Por eso, cuando Cristo vino al mundo, le dijo a Dios:
"No quisiste sacrificios de animales ni ofrendas por el pecado.
Pero me has dado un cuerpo para ofrecer.
No te agradaron las ofrendas quemadas
ni otras ofrendas por el pecado.
Luego dije: "Aquí estoy, oh Dios; he venido a hacer tu voluntad
como está escrito acerca de mí en las Escrituras"
(Hebreos 10:5b-7).
 
Así como Cristo necesitaba un cuerpo físico personal "para hacer la voluntad [de Dios]" en el primer siglo, hoy, a través del Espíritu Santo Él desciende a la iglesia, Su cuerpo espiritual. Afirma de nuevo que ha venido, no para cumplir obligaciones rituales y religiosas, sino para transformar la tierra con el cielo. La esfera de influencia puede ser tan pequeña como una familia o tan grande como una nación, pero la unción sobre un individuo es el poder manifiesto del Cristo viviente. Ha venido en "un cuerpo que me has preparado" y Su propósito declarado es "hacer Tu voluntad, oh Dios".
 
La necesidad de líderes semejantes a Cristo
En mi vida, hombres como Andrew Murray y Watchman Nee fueron mis mentores.
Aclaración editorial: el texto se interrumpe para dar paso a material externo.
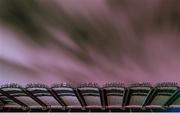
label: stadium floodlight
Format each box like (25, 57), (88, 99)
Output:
(26, 84), (62, 109)
(146, 82), (178, 108)
(0, 84), (28, 109)
(51, 83), (83, 109)
(125, 83), (152, 108)
(1, 83), (46, 108)
(103, 83), (126, 109)
(78, 83), (103, 109)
El primer libro cristiano que leí fue "Liberación del Espíritu" de Watchman Nee; el libro que más cambió mi vida fue "Like Christ", de Andrew Murray, aunque todos los libros de Andrew Murray impactaron profundamente mi vida.

Ambos hombres, junto con C. S. Lewis, agregaron dimensiones únicas a mi vida espiritual que, aparte de ellos, no habría alcanzado de otra manera. A menudo tomaba sus libros, me arrodillaba a los pies de mi cama y devoraba sus palabras. Por supuesto, mi estudio principal fue la palabra de Dios, especialmente las palabras de Jesús. Sin embargo, estos individuos me enseñaron a tener hambre de Dios y sed de justicia, y que Cristo era el mismo en estos últimos días como en los primeros.

Sin embargo, no me enseñaron sobre la unidad en el cuerpo de Cristo o la guerra espiritual. Suplieron una gracia para un área de mi alma, pero solo me prepararon para la unción que el Señor tenía para mí, que era ver a la iglesia unida a la semejanza de Cristo. Esta unción para la unidad es algo que el Señor ha estado trabajando personalmente en un pequeño número de líderes en todo el mundo. Sin embargo, junto con estos hombres, el Espíritu Santo está liderando la sanación de la iglesia y la transformación de nuestras ciudades.

Es esta unción, este empoderamiento de Cristo dentro de mí, lo que busco impartir a otros en nuestra clase de capacitación en línea (Entrenamiento a la imagen de Cristo). El Señor me ha impresionado profundamente que debo volcarme en la vida de aquellos que Él trae. La visión que tenemos ante nosotros es ver en cada ciudad, pastores e intercesores semejantes a Cristo que estén de pie ante Dios, dando sus vidas por Su propósito. Esta es la esperanza y la visión de nuestro tiempo:
 
"Porque he aquí, tinieblas cubrirán la tierra,
y profunda oscuridad los pueblos;
Pero el Señor se levantará sobre ti,
Y su gloria aparecerá sobre ti.
Y las naciones vendrán a tu luz,
y los reyes al resplandor de tu nacimiento" (Is 60, 2-3).